Mesdames, Messieurs,
Le médiateur national de l’énergie, à l’occasion de son rapport d’activité de l’année 2019, a fait état d’un vide juridique concernant une partie des canalisations de gaz pour laquelle personne ne semble responsable.
Cette partie est située après le compteur et avant l’organe de coupure individuel, appelée le « bout parisien ». Chaque année, des contentieux naissent lorsque des réparations sont à effectuer sur cette partie des canalisations.
Le distributeur décline toute responsabilité et le consommateur n’est responsable que de l’installation intérieure.
Actuellement des doutes et des interrogations sont constatés sur ce « bout parisien ». Commence‑t‑il à la limite de la propriété ? Commence‑t‑il à partir du point de coupure individuel situé à l’intérieur du logement ? Qu’en est‑il du branchement qui relie le compteur à l’organe de coupure individuel ?
Dans ces conditions, le consommateur se retrouve, la plupart du temps, contraint d’assurer financièrement des réparations pour lesquelles aucune précision, dans les contrats de distribution et d’entretien, ne l’informe de cette obligation.

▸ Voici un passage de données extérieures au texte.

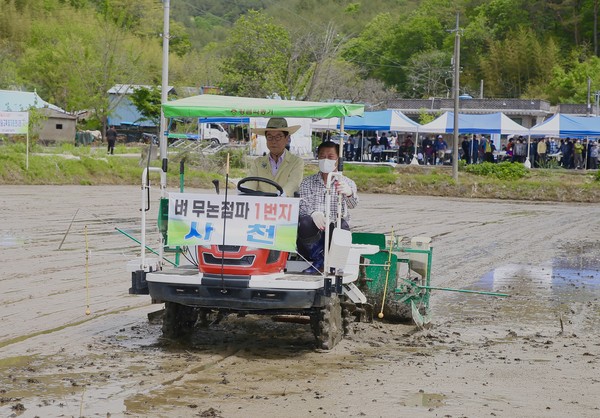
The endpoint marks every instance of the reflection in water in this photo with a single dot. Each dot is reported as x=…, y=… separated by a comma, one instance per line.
x=543, y=294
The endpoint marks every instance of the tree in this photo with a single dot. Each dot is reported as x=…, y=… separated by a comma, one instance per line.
x=148, y=102
x=429, y=74
x=569, y=84
x=256, y=58
x=517, y=63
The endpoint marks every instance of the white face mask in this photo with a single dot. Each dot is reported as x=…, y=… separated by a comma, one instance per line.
x=326, y=165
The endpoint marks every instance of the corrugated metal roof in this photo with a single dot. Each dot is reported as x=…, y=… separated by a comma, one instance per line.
x=18, y=101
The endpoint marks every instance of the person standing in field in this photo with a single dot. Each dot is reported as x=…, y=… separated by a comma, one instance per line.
x=111, y=138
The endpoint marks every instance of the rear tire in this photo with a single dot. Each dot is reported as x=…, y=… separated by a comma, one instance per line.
x=178, y=320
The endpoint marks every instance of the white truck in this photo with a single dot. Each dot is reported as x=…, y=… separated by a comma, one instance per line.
x=213, y=132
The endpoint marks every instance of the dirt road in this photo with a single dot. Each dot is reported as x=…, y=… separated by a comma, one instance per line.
x=535, y=354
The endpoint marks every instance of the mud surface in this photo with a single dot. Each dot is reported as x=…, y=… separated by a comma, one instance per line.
x=535, y=354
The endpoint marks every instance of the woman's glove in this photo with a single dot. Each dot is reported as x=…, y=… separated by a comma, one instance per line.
x=344, y=188
x=318, y=219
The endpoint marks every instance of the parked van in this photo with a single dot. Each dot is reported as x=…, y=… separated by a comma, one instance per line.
x=213, y=132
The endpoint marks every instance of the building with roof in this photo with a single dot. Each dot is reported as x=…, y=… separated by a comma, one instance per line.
x=124, y=112
x=56, y=126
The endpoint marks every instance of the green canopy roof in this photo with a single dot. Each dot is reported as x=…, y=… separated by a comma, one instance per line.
x=226, y=106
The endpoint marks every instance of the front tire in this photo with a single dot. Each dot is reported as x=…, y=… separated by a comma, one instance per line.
x=178, y=320
x=327, y=324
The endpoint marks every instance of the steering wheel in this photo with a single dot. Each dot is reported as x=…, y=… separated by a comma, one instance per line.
x=251, y=192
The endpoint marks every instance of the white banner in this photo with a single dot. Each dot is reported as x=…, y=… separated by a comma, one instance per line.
x=14, y=123
x=253, y=221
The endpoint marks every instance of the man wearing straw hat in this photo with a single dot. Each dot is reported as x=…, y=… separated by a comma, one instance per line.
x=280, y=165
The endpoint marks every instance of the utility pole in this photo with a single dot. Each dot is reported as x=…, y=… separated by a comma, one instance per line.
x=164, y=90
x=456, y=88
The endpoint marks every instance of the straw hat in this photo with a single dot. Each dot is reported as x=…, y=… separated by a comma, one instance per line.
x=277, y=124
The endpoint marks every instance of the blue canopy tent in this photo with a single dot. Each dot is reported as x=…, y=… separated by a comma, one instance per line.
x=566, y=125
x=492, y=123
x=384, y=120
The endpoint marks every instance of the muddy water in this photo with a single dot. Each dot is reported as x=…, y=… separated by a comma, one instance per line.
x=483, y=356
x=545, y=295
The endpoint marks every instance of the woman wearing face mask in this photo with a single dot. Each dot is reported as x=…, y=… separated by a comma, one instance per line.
x=311, y=226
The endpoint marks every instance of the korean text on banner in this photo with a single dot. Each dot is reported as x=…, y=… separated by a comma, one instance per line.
x=14, y=123
x=261, y=222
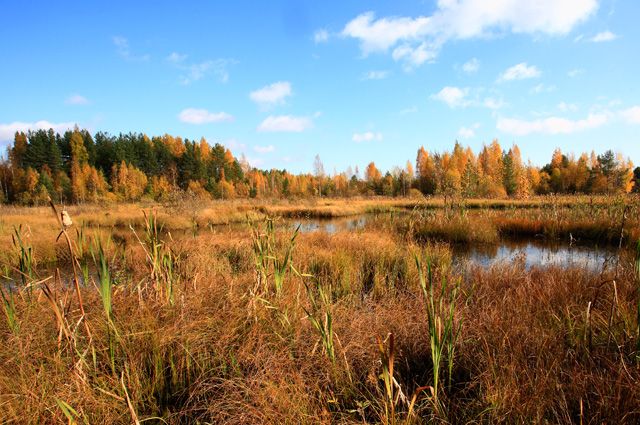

Pour sa part, le distributeur est tenu d’une garantie de faire parvenir le gaz jusqu’au foyer ou lieu de travail et d’entretenir les réseaux (canalisations, branchements, vannes et robinets) qui permettent la distribution. Ainsi, en l’état, en l’absence de toute précision législative, un trop grand nombre d’incertitudes juridiques pèsent sur le « bout parisien ».
Le médiateur national de l’énergie est régulièrement sollicité pour des contentieux à ce propos. Contentieux qui pourraient être évités si une législation précise était mise en vigueur concernant la responsabilité du branchement des canalisations situées entre le compteur et l’organe de coupure individuel. Cela éviterait ainsi des contentieux et permettrait de parvenir à une situation juridique plus sécurisée pour les consommateurs.
La présente proposition de loi a donc pour objet de définir la qualification juridique du réseau de distribution de gaz. Il faut pour cela étendre la qualification juridique du réseau de distribution de gaz, dont le distributeur de gaz est responsable, jusqu’à l’organe de coupure individuel des consommateurs, c’est‑à‑dire le « bout parisien » compris.
Le 4° de l’article L. 554‑5 du code de l’environnement est complété par les mots : « jusqu’à l’organe de coupure individuel ».
Le 6° de l’article L. 432‑8 du code de l’énergie est complété par les mots : « qui s’étendent jusqu’à l’organe de coupure individuel situé dans les parties communes ou l’installation privative ».
À la première phrase du I de l’article L. 432‑13 du code de l’énergie, après la dernière occurrence du mot : « réseaux, », sont insérés les mots : « réseaux qui s’étendent jusqu’à l’organe de coupure individuel situé dans le logement des consommateurs, ».
À la première phrase du deuxième alinéa de l’article L. 452‑1‑1 du code de l’énergie, après le mot : « réseau », sont insérés les mots : « , réseau qui s’étend jusqu’à l’organe de coupure individuel situé dans les logements des consommateurs, ».